The United States Court of Appeals for the Eighth Circuit recently reversed a district court and held that a borrower failed to prove he suffered damages caused by the servicer’s violation of the Real Estate Settlement Procedures Act (“RESPA”) and, as such, failed to establish an essential element of the claim. See Wirtz v. Specialized Loan Servicing, LLC, 886 F.3d 713 (8th Cir. 2018). There, the borrower received a mortgage loan in 2001 and the defendant servicer was assigned the servicing of the loan in 2013. As part of the assignment, the prior servicer transferred records dating back to June 2011, but no further. These records indicated that the borrower was one month behind on his payments as of June 2011, although they did not show when that missed payment occurred. The records also showed that the borrower missed another payment between June 2011 and the 2013 assignment. After receiving these records, the servicer sent a letter to the borrower stating that payments were past due. The borrower responded by contacting both the servicer and the state attorney general and disputing that he was delinquent, and his attorney sent a series of qualified written requests to the servicer. Although the servicer responded to these requests and showed its basis for the missing payment between 2011 and 2013, it did not produce any evidence of the pre-June 2011 missed payment and informed the borrower that he needed to obtain the relevant records himself to prove that the loan was not delinquent as of June 2011. The borrower then brought this action, alleging RESPA violations against the servicer for its failure to properly investigate the qualified written request. The district court granted the borrower’s motion for summary judgment and held that the servicer failed to conduct a sufficient investigation of the pre-June 2011 delinquency. It then found that the borrower had suffered $80 in actual damages for having to obtain his bank records from 2012 and 2013, and that the servicer’s actions constituted a pattern or practice of noncompliance justifying $2,000 in statutory damages as well as attorneys’ fees and costs, totaling over $50,000.

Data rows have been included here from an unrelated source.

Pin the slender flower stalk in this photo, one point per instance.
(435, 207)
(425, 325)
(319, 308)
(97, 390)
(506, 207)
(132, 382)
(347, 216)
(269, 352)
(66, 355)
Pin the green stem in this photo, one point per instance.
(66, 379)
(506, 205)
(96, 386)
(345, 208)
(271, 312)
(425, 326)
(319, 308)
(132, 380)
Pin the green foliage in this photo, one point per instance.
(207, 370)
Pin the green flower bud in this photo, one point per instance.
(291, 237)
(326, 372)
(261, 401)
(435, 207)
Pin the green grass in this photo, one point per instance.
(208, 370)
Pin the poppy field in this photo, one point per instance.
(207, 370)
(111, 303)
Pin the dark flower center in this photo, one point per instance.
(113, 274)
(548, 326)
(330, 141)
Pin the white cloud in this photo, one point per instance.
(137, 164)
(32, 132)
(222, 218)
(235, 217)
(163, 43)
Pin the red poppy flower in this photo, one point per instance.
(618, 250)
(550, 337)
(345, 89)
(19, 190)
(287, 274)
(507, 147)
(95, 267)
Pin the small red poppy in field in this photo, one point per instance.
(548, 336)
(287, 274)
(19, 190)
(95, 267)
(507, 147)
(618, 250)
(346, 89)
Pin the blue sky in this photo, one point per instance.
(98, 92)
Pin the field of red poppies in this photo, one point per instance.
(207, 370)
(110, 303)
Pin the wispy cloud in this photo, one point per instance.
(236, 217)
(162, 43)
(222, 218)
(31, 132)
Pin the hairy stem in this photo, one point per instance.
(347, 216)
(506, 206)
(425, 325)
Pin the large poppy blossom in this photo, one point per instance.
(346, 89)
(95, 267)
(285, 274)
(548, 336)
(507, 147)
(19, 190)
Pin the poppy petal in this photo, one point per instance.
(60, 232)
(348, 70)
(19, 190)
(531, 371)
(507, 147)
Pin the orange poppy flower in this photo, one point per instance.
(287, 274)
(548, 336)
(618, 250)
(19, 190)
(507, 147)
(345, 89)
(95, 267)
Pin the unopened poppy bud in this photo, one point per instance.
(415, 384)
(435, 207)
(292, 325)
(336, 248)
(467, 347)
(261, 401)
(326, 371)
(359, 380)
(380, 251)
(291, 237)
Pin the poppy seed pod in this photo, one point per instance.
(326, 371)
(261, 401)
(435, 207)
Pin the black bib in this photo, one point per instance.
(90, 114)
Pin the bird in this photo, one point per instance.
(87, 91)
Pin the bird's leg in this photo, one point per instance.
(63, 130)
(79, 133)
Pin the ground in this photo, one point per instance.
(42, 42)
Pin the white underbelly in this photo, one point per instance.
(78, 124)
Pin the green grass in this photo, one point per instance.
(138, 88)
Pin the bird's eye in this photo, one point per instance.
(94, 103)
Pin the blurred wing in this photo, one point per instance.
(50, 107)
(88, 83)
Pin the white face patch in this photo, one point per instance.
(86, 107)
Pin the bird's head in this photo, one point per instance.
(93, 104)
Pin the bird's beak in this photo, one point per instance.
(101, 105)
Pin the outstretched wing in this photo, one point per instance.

On appeal, the Court reversed. The Court first agreed that the servicer had failed to conduct a reasonable investigation of the earlier default, which is required under RESPA. The servicer was required to seek the prior records, and could not simply state that it did not receive them at the time of the assignment. Nonetheless, the Court found that the borrower had failed to prove that he suffered any damages as a result of the violation. The alleged actual damages were based on the cost of the borrower obtaining his 2012 and 2013 records to dispute the servicer’s claim that the borrower missed a payment during this period. The RESPA violation, however, was based on the servicer’s perfunctory investigation of the pre-June 2011 missed payment, and the borrower did not allege any actual damages relating to this missed payment. Thus, the borrower was not entitled to any actual damages.
Additionally, the Court reversed the award of additional statutory damages for two reasons. First, the borrower would only be entitled to “additional” statutory damages under RESPA if he was first awarded actual damages. Second, even if it were possible for a court to award the additional damages without actual damages, a borrower is only entitled to additional statutory damages if there is a pattern or practice of noncompliance, and “[a] borrower cannot manufacture a pattern or practice by sending multiple requests in quick succession involving the same subject matter.” Accordingly, “[b]ecause [the borrower] did not present evidence of damages resulting from [the servicer’s] failures to comply with RESPA, he failed to establish an essential element of his claim under RESPA” and the district court’s decision was reversed.